The rising sea levels experienced today because of global warming, is a threat to humanity and civilization. Therefore, addressing these rising seas requires both long-term and short-term solutions. Long-term solutions include reducing rate of global warming, while short-term solutions include all mechanical ways used in lowering the volume of seawaters.
Mitigating the Rising Seas
There is a continuous rise in the global temperatures because of global warming, and this is responsible for the current rise in sea levels. Sea level rise has been evident since end of the last ice age. Currently, the trend of this rise has increased, compared to the past years. Beginning 1850, sea levels rose at a high rate because of high industrialization experienced during this period, which led to increase of greenhouse gas emissions. Scientific predictions show that global temperatures will continue to increase in future, thus further rise in sea levels (Milliman and Haq 11). The adverse effect of this phenomenon is that coastal towns, docks, and piers may be submerged if this trend continues. In addition, an increase in wave energy may be experienced. Therefore, a response to address this situation is imperative to avert the looming adversity. There are different ways in which this situation can be solved. However, preventing further global warming will serve to stop the rise in sea level. Nonetheless, the solutions require the expertise of engineers, including soft-engineering processes and hard-engineering processes. Since this problem is already here with us, the solutions will aim at controlling the risen sea level. However, prevention strategies may as well be employed to reduce global warming, which is core in this situation (Pilkey and Young 137-139).
Directing seawater to different areas such as depressions, which are below sea level, will help to lower sea level. This could be achieved by digging canals directed to these depressions, where the seawater will drain. Most of depressions in the world have a higher rate of evaporation than other areas. Therefore, this is advantageous, as the seawater will be drained into these depressions continuously without filling up fast, due to the high evaporation (Milliman and Haq 11).
By redirecting rivers and streams either partially or completely to drain their waters in a different place will also reduce the sea level, as the water draining into the oceans will be lower. The development of massive reservoirs for rivers and streams to drain in is costly but achievable. Alternatively, the rivers and streams could be redirected to form inland lakes in desert areas. The volume of waters in the present inland lakes in deserts such as the Australian desert could as well be increased to hold a bigger volume. This serves to reduce the pressure of high sea level (Milliman and Haq 34).

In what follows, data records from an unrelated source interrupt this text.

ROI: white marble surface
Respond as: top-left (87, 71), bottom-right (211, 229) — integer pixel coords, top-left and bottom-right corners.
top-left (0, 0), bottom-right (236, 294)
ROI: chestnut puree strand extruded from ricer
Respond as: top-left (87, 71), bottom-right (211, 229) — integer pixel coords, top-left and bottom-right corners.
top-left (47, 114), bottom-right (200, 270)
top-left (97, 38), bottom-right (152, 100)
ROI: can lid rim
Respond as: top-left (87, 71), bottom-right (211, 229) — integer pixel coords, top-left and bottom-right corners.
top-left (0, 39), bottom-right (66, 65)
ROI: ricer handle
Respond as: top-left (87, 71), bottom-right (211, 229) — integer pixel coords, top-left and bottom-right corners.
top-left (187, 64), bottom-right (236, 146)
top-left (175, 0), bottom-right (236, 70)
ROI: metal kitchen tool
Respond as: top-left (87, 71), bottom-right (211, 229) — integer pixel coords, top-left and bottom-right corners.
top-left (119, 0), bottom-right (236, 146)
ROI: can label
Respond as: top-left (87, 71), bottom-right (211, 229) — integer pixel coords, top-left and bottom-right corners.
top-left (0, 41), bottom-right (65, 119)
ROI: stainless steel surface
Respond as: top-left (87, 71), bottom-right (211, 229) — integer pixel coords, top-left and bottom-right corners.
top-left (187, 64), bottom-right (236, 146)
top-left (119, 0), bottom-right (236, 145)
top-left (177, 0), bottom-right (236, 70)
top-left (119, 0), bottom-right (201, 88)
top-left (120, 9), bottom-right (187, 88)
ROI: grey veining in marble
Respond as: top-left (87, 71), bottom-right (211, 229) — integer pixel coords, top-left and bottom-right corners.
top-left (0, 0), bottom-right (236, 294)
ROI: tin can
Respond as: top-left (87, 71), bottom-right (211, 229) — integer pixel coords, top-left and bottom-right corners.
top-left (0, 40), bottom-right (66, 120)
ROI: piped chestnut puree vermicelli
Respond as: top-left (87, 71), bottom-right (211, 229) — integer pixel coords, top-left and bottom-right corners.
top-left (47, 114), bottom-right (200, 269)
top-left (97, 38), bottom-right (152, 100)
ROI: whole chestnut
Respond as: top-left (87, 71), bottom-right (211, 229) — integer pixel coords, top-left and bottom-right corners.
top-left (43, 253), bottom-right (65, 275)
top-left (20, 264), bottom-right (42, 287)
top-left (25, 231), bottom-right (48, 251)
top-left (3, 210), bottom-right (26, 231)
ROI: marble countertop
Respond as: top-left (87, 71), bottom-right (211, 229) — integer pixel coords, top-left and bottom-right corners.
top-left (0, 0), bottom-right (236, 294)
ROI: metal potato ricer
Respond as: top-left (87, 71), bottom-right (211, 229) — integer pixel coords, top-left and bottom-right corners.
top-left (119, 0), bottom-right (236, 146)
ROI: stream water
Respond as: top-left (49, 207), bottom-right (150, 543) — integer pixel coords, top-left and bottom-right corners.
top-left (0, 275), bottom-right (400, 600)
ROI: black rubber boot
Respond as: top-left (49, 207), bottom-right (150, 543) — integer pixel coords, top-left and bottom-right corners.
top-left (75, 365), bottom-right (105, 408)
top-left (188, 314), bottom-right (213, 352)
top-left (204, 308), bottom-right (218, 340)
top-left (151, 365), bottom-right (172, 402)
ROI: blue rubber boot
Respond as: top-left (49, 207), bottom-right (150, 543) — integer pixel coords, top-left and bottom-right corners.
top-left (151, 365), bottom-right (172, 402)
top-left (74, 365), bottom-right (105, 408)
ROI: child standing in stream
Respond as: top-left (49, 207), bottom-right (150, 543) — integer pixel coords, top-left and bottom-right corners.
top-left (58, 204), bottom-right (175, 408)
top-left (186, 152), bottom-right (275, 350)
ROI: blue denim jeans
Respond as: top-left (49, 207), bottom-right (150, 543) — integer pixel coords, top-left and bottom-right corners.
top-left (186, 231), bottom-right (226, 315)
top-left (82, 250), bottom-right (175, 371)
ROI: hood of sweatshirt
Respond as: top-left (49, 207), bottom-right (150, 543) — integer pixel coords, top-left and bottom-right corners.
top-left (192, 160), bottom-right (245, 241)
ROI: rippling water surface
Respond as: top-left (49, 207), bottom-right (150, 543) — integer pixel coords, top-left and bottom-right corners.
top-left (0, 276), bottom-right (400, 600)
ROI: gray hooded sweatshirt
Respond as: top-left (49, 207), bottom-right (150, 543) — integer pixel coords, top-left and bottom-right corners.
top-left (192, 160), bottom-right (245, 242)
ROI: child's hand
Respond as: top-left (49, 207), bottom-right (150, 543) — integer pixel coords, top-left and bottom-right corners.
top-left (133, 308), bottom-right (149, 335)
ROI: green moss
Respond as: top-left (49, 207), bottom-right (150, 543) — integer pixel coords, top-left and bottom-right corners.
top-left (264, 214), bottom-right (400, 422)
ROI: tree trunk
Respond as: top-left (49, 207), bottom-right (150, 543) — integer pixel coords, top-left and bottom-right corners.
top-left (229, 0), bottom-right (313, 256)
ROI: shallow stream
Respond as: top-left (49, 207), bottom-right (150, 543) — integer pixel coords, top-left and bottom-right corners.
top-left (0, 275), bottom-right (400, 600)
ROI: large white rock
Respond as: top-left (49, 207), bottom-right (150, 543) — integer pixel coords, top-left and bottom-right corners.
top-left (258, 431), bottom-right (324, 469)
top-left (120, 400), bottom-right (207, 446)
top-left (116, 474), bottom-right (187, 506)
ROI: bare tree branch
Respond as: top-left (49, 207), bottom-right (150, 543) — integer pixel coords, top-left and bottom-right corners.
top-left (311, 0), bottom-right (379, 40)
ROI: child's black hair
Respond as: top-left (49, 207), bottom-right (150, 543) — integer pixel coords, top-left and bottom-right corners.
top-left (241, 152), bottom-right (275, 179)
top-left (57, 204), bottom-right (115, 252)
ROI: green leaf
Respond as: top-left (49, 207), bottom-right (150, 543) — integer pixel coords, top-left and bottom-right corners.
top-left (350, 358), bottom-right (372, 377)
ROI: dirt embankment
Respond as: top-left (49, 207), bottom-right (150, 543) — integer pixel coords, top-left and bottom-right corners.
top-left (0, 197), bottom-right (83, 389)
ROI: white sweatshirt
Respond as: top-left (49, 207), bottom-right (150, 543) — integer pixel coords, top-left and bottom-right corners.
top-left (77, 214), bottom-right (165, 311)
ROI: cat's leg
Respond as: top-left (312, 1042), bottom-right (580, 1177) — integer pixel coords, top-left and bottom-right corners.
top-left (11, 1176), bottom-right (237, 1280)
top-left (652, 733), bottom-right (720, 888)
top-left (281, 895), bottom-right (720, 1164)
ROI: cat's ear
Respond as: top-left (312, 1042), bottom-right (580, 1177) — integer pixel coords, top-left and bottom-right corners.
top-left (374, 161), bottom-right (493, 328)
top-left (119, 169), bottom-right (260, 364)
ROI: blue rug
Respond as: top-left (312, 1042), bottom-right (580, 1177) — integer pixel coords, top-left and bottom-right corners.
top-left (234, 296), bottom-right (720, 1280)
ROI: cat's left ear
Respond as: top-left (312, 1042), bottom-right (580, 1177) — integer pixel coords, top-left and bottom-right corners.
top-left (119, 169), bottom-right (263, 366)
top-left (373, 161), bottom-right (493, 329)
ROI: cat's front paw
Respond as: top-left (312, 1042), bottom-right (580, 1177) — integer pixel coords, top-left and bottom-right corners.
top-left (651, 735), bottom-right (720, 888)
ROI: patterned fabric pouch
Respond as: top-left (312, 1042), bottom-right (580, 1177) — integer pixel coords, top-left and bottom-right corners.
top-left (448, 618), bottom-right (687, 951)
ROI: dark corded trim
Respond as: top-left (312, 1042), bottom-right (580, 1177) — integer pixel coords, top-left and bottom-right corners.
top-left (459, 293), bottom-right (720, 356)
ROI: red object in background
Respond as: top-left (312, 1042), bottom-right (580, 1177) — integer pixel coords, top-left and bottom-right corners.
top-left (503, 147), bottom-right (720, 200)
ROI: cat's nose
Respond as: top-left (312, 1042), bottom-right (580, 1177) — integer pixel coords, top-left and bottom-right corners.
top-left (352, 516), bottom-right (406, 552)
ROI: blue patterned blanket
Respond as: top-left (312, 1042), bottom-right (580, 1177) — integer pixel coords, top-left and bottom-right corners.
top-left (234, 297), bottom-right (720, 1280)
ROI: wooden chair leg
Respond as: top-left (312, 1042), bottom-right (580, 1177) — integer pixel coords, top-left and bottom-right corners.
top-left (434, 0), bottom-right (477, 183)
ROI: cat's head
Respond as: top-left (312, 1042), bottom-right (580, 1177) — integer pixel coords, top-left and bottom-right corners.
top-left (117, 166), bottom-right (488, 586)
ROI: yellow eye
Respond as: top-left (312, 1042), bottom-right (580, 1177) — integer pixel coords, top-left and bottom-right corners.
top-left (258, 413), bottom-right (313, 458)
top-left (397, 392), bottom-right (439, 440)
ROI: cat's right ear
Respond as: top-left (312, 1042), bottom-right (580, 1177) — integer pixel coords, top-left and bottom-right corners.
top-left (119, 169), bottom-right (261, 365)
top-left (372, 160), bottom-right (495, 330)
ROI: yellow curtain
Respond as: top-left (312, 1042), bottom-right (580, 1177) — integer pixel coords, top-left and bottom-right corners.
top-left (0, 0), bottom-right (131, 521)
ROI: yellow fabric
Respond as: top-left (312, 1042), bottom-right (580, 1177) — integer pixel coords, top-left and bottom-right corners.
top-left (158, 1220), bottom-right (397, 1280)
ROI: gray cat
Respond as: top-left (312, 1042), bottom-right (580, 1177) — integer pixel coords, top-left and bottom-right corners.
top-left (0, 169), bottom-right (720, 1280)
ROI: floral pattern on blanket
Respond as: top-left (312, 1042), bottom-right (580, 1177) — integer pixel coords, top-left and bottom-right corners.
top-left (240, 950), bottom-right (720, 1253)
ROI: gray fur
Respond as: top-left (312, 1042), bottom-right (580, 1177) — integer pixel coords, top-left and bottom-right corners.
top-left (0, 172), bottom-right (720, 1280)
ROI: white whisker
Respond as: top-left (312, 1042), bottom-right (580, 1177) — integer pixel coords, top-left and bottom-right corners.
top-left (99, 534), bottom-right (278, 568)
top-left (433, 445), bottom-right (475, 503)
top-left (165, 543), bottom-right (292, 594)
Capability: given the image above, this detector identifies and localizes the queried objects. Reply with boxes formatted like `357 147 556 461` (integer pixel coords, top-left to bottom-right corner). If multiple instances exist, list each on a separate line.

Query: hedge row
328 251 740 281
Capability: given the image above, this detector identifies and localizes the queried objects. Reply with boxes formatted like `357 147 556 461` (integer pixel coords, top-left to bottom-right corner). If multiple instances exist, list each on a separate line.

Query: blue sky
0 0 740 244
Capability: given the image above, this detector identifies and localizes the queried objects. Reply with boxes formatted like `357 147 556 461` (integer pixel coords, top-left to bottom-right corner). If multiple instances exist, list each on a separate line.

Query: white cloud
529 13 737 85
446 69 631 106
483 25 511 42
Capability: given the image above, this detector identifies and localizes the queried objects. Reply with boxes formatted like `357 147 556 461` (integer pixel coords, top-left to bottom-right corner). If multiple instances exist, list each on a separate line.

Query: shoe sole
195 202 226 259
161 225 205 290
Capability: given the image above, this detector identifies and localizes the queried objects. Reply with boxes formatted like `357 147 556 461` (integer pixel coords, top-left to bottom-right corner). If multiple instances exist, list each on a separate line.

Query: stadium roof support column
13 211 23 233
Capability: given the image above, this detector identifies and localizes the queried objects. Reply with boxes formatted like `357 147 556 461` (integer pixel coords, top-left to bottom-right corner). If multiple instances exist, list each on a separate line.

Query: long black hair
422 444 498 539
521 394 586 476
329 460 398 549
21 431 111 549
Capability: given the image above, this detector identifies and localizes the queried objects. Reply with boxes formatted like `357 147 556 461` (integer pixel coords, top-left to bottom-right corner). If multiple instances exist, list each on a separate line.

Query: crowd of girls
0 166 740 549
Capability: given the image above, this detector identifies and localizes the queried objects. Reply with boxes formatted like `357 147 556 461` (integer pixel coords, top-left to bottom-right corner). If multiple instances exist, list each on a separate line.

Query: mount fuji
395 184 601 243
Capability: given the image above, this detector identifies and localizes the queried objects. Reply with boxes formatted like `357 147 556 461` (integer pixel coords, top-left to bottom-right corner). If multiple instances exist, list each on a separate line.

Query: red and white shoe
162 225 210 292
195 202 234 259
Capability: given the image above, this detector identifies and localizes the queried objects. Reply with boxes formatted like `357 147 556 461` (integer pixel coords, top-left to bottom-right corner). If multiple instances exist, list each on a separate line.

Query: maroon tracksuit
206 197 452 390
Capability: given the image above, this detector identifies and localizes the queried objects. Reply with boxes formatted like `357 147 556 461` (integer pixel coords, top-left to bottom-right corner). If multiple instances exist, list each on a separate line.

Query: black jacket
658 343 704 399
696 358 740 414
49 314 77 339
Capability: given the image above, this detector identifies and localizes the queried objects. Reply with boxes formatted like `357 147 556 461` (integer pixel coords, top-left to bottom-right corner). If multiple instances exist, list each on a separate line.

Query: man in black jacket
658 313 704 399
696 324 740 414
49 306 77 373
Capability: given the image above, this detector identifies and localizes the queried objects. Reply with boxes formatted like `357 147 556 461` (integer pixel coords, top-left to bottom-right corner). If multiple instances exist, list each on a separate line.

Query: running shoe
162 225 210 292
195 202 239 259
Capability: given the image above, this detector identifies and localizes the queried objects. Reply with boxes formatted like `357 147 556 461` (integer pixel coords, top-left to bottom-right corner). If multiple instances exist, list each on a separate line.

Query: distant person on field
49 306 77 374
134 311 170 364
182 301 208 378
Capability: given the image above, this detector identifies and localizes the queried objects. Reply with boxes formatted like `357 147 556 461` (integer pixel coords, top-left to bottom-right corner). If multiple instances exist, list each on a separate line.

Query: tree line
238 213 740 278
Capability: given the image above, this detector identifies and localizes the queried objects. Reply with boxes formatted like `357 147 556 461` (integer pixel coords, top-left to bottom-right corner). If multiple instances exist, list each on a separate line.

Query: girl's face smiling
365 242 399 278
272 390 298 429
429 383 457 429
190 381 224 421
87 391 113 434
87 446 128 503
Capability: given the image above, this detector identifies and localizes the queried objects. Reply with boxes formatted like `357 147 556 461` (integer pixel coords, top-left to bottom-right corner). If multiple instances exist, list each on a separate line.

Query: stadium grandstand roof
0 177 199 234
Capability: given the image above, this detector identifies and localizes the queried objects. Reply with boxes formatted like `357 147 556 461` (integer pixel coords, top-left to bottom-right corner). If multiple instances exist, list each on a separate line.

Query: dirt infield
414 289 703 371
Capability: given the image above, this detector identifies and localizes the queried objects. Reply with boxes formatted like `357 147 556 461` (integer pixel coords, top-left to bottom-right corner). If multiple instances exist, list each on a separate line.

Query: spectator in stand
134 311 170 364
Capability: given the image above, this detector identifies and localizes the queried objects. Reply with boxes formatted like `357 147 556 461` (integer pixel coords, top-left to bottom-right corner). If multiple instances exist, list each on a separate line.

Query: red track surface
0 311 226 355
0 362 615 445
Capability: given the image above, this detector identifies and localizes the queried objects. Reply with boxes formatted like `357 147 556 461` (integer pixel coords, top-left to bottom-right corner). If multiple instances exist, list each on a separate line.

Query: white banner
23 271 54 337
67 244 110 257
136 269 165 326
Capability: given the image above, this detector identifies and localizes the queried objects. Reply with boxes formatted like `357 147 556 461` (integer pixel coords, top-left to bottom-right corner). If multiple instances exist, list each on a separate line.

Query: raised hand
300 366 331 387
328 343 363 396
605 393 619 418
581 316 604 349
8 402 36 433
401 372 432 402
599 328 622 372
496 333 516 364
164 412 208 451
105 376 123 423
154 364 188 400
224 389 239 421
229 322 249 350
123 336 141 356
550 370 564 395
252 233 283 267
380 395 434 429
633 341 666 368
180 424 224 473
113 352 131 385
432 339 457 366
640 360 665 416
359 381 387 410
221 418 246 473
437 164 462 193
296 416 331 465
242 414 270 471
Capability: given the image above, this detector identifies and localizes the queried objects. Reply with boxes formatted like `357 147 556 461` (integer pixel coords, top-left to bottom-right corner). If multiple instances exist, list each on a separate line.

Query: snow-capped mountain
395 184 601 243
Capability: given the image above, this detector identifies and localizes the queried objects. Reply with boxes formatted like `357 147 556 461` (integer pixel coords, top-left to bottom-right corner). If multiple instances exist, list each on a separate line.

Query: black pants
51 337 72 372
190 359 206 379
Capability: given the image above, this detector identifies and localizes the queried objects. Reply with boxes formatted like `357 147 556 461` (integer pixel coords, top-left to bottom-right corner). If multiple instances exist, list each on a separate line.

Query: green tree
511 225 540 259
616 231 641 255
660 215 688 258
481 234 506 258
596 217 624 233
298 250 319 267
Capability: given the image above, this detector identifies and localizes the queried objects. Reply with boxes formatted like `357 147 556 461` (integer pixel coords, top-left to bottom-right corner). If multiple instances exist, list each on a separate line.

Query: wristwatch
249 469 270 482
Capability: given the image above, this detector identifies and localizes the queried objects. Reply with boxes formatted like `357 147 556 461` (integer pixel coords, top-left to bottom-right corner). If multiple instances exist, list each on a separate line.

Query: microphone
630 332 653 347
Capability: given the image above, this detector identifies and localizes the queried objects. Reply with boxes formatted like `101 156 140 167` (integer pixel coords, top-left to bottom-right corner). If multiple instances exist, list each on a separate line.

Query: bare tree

Long-term solution to the increased sea level might also be considered. For instance, the coastal towns should be moved to higher places. This will involve appropriate planning, as well as evacuation. Although this has never been attempted before, it will serve as long-term solution, as the coastal towns are the most vulnerable to submersion, compared to other towns. However, it might be hard evacuating mines and farms (Janin and Mandia 153).
These proposed solutions have both negative economic and environmental implications, and may seem quite incomprehensible. However, these cannot be worse than the dangers the rising sea level because of global warming pose to humanity. It is therefore, better to have a plan in mind on how to combat the rising sea level, no matter the costs involved, than wait for the dangers to unfold. These will be more costly to the hard-earned civilization today. Therefore, governments need to act on this situation, as most governments have not considered addressing this phenomenon, despite the dangers this poses to human populations.
Janin, Hunt and Mandia, Scott. “Janin_5956-8.” London: McFarland, 2012. Print.
Milliman, James and Haq, Ben. “Sea-Level Rise and Coastal Subsidence: Causes, Consequences,
and Strategies.” New York: Springer, 1996. Print.
Pilkey, Orrin and Young, Rob. “The Rising Sea.” New Jersey: Island Press, 2009. Print.